Amid high-stakes diplomatic talks over what the United States has described as a serious Russian military threat to Ukraine, Mr. Lavrov’s remarks were the latest in a series of conflicting commentary from the Kremlin that has seesawed between ominous and conciliatory, sometimes within the space of a few days. Earlier in December, Mr. Putin said Moscow might resort to “military technical” means, referring to the use of force, if talks failed.
But after President Biden and Mr. Putin of Russia spoke for about 50 minutes on Thursday, Yuri V. Ushakov, Mr. Putin’s foreign policy adviser, declined to say whether a specific threat of military action had come up. Though the call ended without clarity on the Kremlin’s intentions after massing about 100,000 troops on the Ukrainian border, both sides said it had been constructive.

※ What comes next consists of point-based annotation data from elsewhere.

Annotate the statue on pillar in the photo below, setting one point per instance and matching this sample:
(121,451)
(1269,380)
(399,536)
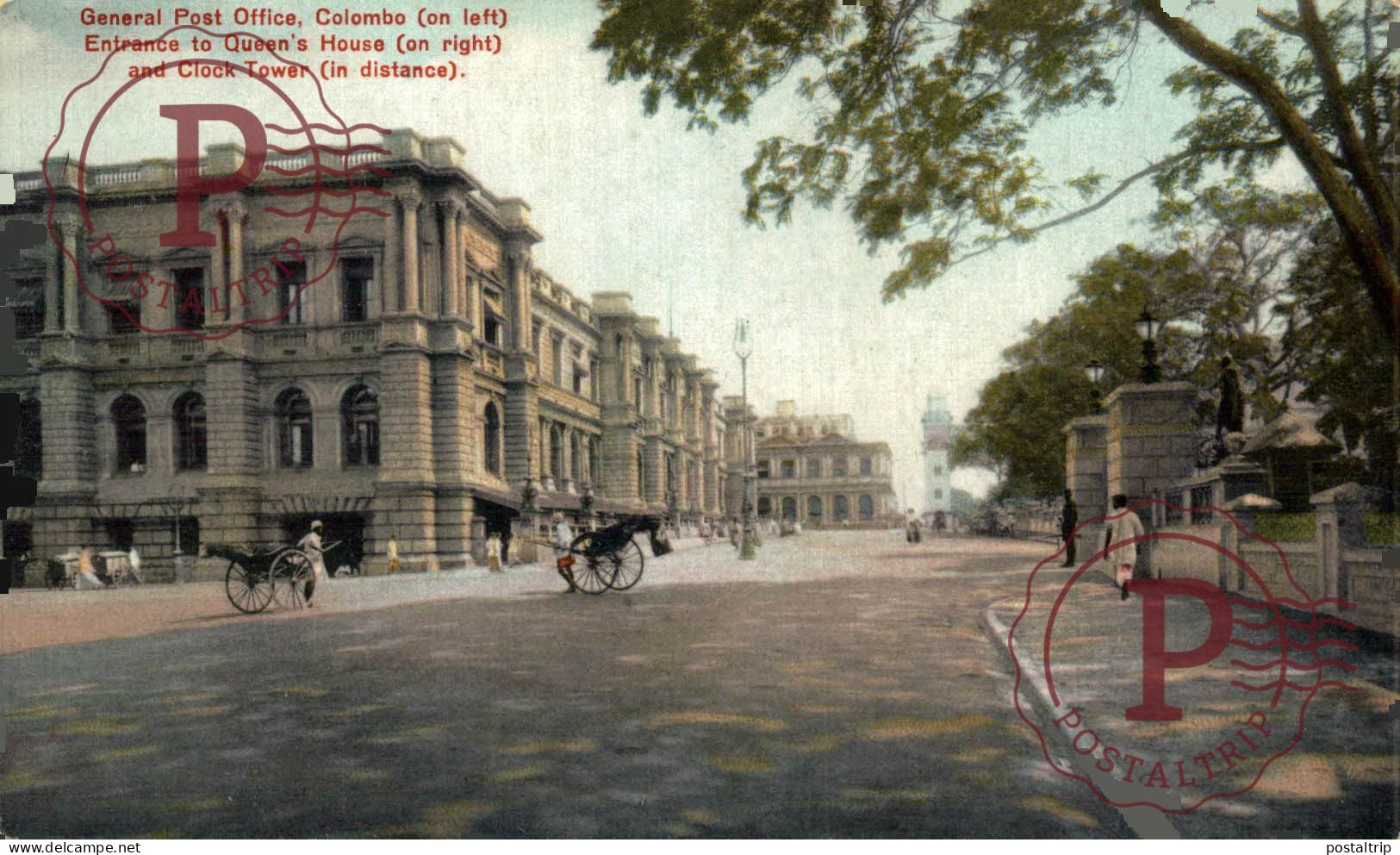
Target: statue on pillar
(1229,412)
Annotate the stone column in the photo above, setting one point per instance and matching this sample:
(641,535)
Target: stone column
(519,257)
(389,278)
(52,277)
(1339,525)
(231,492)
(69,228)
(410,199)
(403,501)
(268,303)
(1151,443)
(219,281)
(69,429)
(454,411)
(451,257)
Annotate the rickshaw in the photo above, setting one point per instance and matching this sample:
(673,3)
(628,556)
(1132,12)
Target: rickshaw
(609,559)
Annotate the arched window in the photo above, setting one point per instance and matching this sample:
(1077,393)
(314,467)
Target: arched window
(190,434)
(556,450)
(28,440)
(493,440)
(295,436)
(360,427)
(129,421)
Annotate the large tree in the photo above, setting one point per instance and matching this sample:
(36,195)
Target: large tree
(1216,290)
(923,109)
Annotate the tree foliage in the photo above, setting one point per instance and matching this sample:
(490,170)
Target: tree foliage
(922,111)
(1216,293)
(1340,356)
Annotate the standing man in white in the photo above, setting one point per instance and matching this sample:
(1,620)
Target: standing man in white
(311,546)
(1122,528)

The call was seen as an effort by both sides to shape the diplomatic landscape before talks on the Ukraine crisis that will begin in Geneva on Jan. 10 and then move to Brussels and Vienna later in the week, according to Russian and American officials who briefed journalists.

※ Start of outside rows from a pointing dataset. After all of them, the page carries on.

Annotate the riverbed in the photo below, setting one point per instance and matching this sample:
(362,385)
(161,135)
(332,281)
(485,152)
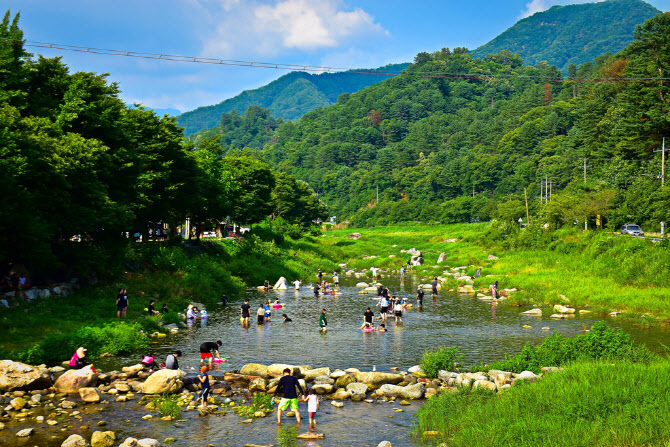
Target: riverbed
(484,331)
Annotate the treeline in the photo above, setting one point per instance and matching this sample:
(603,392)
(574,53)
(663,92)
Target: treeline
(78,164)
(461,139)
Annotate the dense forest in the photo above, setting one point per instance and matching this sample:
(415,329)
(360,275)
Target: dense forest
(572,34)
(81,170)
(560,36)
(289,97)
(461,139)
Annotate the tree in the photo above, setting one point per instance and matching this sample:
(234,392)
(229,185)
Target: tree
(252,186)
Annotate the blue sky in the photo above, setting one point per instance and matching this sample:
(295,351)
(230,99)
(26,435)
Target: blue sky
(340,33)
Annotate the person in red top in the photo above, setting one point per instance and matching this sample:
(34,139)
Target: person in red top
(206,351)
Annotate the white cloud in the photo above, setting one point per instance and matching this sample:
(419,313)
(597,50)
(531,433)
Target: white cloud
(257,27)
(542,5)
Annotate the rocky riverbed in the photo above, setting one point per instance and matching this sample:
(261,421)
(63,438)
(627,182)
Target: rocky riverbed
(38,401)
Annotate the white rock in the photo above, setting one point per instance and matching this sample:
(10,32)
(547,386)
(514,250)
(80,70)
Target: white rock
(75,441)
(25,432)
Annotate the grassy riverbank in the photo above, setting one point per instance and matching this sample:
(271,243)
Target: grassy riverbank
(588,404)
(595,270)
(48,330)
(609,393)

Russia has issued demands for NATO and the United States to pull back forces in the region and pledge not to admit new Eastern European members to the alliance.

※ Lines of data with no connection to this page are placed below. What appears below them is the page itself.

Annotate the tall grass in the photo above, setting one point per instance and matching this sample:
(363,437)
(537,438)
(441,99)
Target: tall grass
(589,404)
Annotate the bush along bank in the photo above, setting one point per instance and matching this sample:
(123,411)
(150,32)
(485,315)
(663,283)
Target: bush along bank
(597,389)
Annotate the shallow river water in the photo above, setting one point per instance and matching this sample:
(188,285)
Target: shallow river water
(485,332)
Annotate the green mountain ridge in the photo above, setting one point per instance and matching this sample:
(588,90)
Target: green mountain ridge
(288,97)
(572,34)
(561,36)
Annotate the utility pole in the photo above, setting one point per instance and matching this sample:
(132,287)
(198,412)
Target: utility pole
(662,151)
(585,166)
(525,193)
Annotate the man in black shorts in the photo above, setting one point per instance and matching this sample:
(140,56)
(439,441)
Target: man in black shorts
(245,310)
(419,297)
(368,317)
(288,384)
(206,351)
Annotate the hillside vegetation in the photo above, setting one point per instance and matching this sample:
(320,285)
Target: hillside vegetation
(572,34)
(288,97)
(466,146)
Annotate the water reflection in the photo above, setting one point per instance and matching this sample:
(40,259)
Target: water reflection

In Thursday’s call, according to American officials, Mr. Biden made clear that Western countries would impose harsh sanctions if Russia stepped up military activities along the Ukrainian border. Mr. Putin warned that imposing new sanctions could lead to a “complete rupture” in relations.
Officials in both countries had assessed Thursday’s conversation positively. “In principle, we are satisfied with the contact, the negotiations, because they have an open, substantive, concrete character,” Mr. Ushakov told journalists in a briefing early Friday in Moscow.
Mr. Lavrov’s comments later in the day, in contrast, revived a more confrontational tone. Mr. Ushakov had also said concerns about U.S. weaponry provided to Ukraine had come up in the call, but emphasized the respectful tone between the two leaders.
On Friday, Mr. Biden told reporters that the Russian leader had “laid out some of his concerns about NATO and the United States and Europe. We laid out ours.” Mr. Biden added, “I’m not going to negotiate here in public but we made it clear he cannot, I’ll emphasize, cannot invade Ukraine.”
After Russian troops massed near the Ukrainian border over the fall, officials in Moscow repeatedly characterized the eastern Ukraine conflict as a pressing security concern for Russia, though it has been simmering for eight years now between Ukraine’s central government and Russia-backed separatists. Analysts have viewed these statements with alarm, as Russian justifications for invading Ukraine.
Understand the Escalating Tensions Over Ukraine
Russian diplomats call the conflict a “civil war,” something Ukraine and Western countries reject as Russian soldiers and special forces fomented the uprising in 2014 and continue to fight on the anti-government side, while Moscow arms and finances what Ukrainians refer to as a combined separatist and Russian force.
American officials have declined to discuss the substance of the talks so far, insisting that, unlike the Russians, they would not negotiate in public. Russia in December published two draft treaties the foreign ministry said it would like the United States and NATO to sign, publicly staking out positions before even talks had commenced.
A former Ukrainian official and a member of Parliament in Kyiv said, speaking on condition of anonymity, that they worry the Biden administration, which has been focused on China as a principal foreign policy concern, is overly wary of antagonizing Russia.
That was a dynamic evident in Thursday’s call. Mr. Putin’s threatening of a breach in relations in retaliation for Western sanctions may suggest that the Kremlin has ascertained that Washington is more interested than Moscow in a stable bilateral relationship.
Mr. Biden has attempted a two-track approach, trying to deter Russia with unusually specific warnings about imposing a series of sanctions that would go far beyond what the West agreed upon in 2014, after the Russian annexation of Crimea, while simultaneously pursuing the diplomatic negotiations.